If the first British trades unionists knew shorter hours helped in the struggle against unemployment, the sons and daughters of clergymen, pseudes and shopkeepers constituting Blair’s and now Brown’s New Labour party simply do not get it still. Its decision to stick with a 48 hour week is a goad to all those who think the UK Labour government’s neoconservative, nineteenth century policies need to be fought with a campaign to reduce working hours in the face of rising unemployment.

Their slogan should be, “Shorter hours for better life”. Long hours preclude a good quality of life, cut down family time, erode away leisure time. And long hours of work are a health and safety issue. Health and safety at work should not be left up to arbitrary local negotiations between trade unions and employers, any more than burglary should be left up to the burgled and the burglar, to use Richard Leonard’s words. Both are matters of public interest, and so are a government responsibility in a civilized democratic society.

Paying workers dole money because they have no work at all for months or years makes no sense. What is required are loans for businesses that cut the working hours of their staff to avoid short time working, or going to the wall. Industry needs money, so credit from the banks has to be forced, if banks are determined to stay divorced from their prime purpose. Their prime purpose is not to devise pyramid selling schemes that allow dealers to get rich quick through the bonuses they pay each other. It is to lend deposited money at modest interest to entrepreneurs.

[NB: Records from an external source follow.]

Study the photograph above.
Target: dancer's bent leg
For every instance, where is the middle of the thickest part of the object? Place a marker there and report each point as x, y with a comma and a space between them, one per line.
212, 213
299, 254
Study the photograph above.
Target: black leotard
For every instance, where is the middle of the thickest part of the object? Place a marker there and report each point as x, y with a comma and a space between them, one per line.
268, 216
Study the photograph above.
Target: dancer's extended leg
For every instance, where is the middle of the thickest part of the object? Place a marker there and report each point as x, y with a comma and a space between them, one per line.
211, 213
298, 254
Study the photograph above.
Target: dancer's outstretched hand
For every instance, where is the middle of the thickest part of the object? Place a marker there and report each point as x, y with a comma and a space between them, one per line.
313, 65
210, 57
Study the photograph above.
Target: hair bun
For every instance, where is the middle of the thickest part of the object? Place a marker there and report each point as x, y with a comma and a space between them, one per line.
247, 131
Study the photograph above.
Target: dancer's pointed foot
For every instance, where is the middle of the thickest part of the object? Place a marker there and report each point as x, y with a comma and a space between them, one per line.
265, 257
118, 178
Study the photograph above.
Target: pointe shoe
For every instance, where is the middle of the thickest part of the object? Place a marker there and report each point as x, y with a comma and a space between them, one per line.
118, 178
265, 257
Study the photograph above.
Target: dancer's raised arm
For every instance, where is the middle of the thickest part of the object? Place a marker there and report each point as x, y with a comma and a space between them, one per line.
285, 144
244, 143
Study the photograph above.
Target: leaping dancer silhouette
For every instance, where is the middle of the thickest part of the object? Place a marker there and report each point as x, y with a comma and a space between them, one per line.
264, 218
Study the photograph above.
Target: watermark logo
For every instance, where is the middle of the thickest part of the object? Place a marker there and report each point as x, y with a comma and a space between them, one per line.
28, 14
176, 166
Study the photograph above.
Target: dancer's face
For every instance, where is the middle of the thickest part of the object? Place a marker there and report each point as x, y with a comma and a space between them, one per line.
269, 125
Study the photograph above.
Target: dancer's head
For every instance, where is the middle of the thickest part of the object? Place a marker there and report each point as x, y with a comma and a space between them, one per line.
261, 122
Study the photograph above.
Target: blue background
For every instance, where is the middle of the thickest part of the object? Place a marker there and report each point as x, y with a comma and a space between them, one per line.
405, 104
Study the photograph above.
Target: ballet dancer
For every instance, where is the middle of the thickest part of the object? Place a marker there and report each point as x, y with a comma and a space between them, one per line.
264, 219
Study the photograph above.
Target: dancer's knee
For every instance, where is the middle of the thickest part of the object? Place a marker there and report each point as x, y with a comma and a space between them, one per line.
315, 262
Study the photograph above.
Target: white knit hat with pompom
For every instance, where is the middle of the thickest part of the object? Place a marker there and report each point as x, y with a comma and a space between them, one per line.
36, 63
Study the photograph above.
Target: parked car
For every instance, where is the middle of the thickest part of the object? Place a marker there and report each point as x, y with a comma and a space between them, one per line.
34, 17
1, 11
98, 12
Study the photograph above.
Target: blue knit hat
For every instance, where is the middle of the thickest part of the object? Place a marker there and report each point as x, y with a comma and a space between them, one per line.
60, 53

The nation has put cash into the banks to save them from their own folly. It is time to see it coming out again, in loans to industry. Workers are footing the bill for bankers’ blunders, but the money extracted from ordinary people’s pay should not be a long time commitment. The banks must be made to pay back what they have so far been given apparently unconditionally. They can only do it without stimulating an identical crisis, by returning to prudent business methods.

Too many Labour ministers have no knowledge or interest in the history of the party they represent. They are ignorant of any of the principles that motivated the party, and have opted instead for self gratification, and ingratiating themselves with US plutocrats and Russian oligarchs. They have forgotten that they were elected to serve working people, those who create wealth, not those who own the means of doing it, and certainly not themselves for personal gain.

Labour must return to principles, but since it lost all pretence of democracy in the Blair years, it has to be doggedly pushed and even threatened by the unions, which now represent not only blue collar workers but large numbers of middle class white collar workers, technicians, teachers and civil servants. This great trades union Leviathan has to get rolling again. It means members have to snap out of the lethargy induced by the borrowing boom of the Blair years. It was not a golden age but a tinsel age. Like Blair himself, it was all false.